There appears to be a bug in phenix.cif_as_pdb. I am looking at a bunch of
files that contain very few atoms. When it's more than one, mmcif contains
multiple HETATM records in a loop. However, single atom entries seem to
encode atomic coordinates in a different way, like so
#
_atom_site.group_PDB HETATM
_atom_site.id 4905
_atom_site.type_symbol CA
_atom_site.label_atom_id CA
_atom_site.label_alt_id .
_atom_site.label_comp_id CA
_atom_site.label_asym_id L
_atom_site.label_entity_id 5
_atom_site.label_seq_id .
_atom_site.pdbx_PDB_ins_code .
_atom_site.Cartn_x 0.394
_atom_site.Cartn_y -6.965
_atom_site.Cartn_z 18.775
_atom_site.occupancy 1
_atom_site.B_iso_or_equiv 2
_atom_site.pdbx_formal_charge ?
_atom_site.auth_atom_id CA
_atom_site.auth_comp_id CA
_atom_site.auth_asym_id A
_atom_site.auth_seq_id 701
_atom_site.pdbx_PDB_model_num 1
This does not include _loop statement and instead lists parameters
directly. If I try to convert this to pdb, cif_as_pdb fails like so (and I
suspect that pretty much any cif-file read would fail)
Python argument types in
double.__init__(double, str)
did not match C++ signature:
__init__(boost::python::api::object, boost::python::numeric::array)

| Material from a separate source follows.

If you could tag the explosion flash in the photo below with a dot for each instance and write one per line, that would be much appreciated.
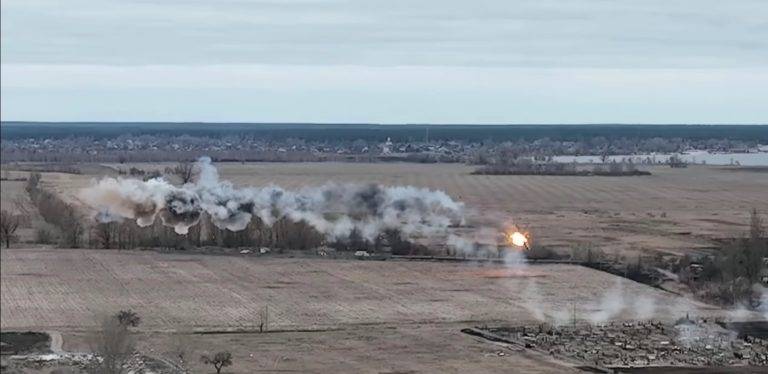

__init__(boost::python::api::object, boost::python::tuple)
__init__(boost::python::api::object, boost::python::list)
__init__(boost::python::api::object, std::vector<double,
std::allocator<double> >)
__init__(boost::python::api::object, scitbx::af::const_ref<std::string,
scitbx::af::trivial_accessor>)
__init__(_object*, scitbx::af::shared_plain<double>)
__init__(_object*, unsigned long)
__init__(_object*, unsigned long, double)
__init__(_object*, scitbx::af::flex_grid<scitbx::af::small<long, 10ul>
>)
__init__(_object*, scitbx::af::flex_grid<scitbx::af::small<long, 10ul>
>, double)
__init__(_object*)
This has nothing to do with how many atoms are there, obviously - in fact,
removing all HETATM records but one from a cif file that has _loop
statement does not produce this bug.
The obvious guess is that the bug is somewhere in mmdb (I am assuming here
that phenix relies on it for cif read/write).
This is not a big deal, of course - in most scenarios, a structure contains
more than one atom. It does not interfere with me either - I am discarding
single atom cases in this analysis anyway (so it is actually serves as an
unintentional filter).
Still, it looks like a bug. I am not an expert in mmcif format, but iiuc,
there is no strict requirement for atom_site category to have a _loop. If
there is (I can't find any such syntax requirement), then the source of the
data files (PDBe coordinate server) would be at fault for not structuring
the data properly.
Cheers,
Ed.